Learn the AI ​​to play Mario, watch live

On TikTok, between “get ready with me” videos, life hacks and memes, some robots are working on a challenge that most of us have faced at some point in our lives: beating up. Super Mario World. Over the past week, users have been live streaming the AI’s attempts to learn to play Mario, and for one robot in particular, it’s going pretty well. His name is Rupert and he only beat level 2.

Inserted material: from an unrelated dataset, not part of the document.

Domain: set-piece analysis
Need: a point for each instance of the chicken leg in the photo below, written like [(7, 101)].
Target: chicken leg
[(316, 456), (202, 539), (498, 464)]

The AI’s strategy will be familiar to anyone who remembers their first time wielding a Super Nintendo Controller. Rupert runs, jumps, hits enemies, falls off cliffs and dies—again, and again, and on. Every time he dies, Rupert tries again. Usually, it does almost the same moves as the one killed in the last round. But if you watch long enough, you’ll notice that Rupert is evolving and getting better. This is learning.

“It’s a program built to simulate natural selection with a neural network,” said Join the PCMasterRace, a TikTok user responsible for Rupert, who asked not to use his real name. (PCMasterRace is the offensive name of a subreddit about desktop computers.)

In other words, Rupert is a system of machine learning algorithms that get better by seeing their own mistakes. Rupert has a definite objective: get to the other end of the level. It knows what buttons it can press and can see what is happening on the screen. (You can actually see what Rupert “sees” at the top left of the video below.) But unlike the human Mario operator, the AI ​​can’t just assume that it should avoid the Koopas or fall off the cliff. Rupert has all the positive and negative feedback. Basically, Rupert tries to do random things. It remembers what did and didn’t work and improves its strategy over time.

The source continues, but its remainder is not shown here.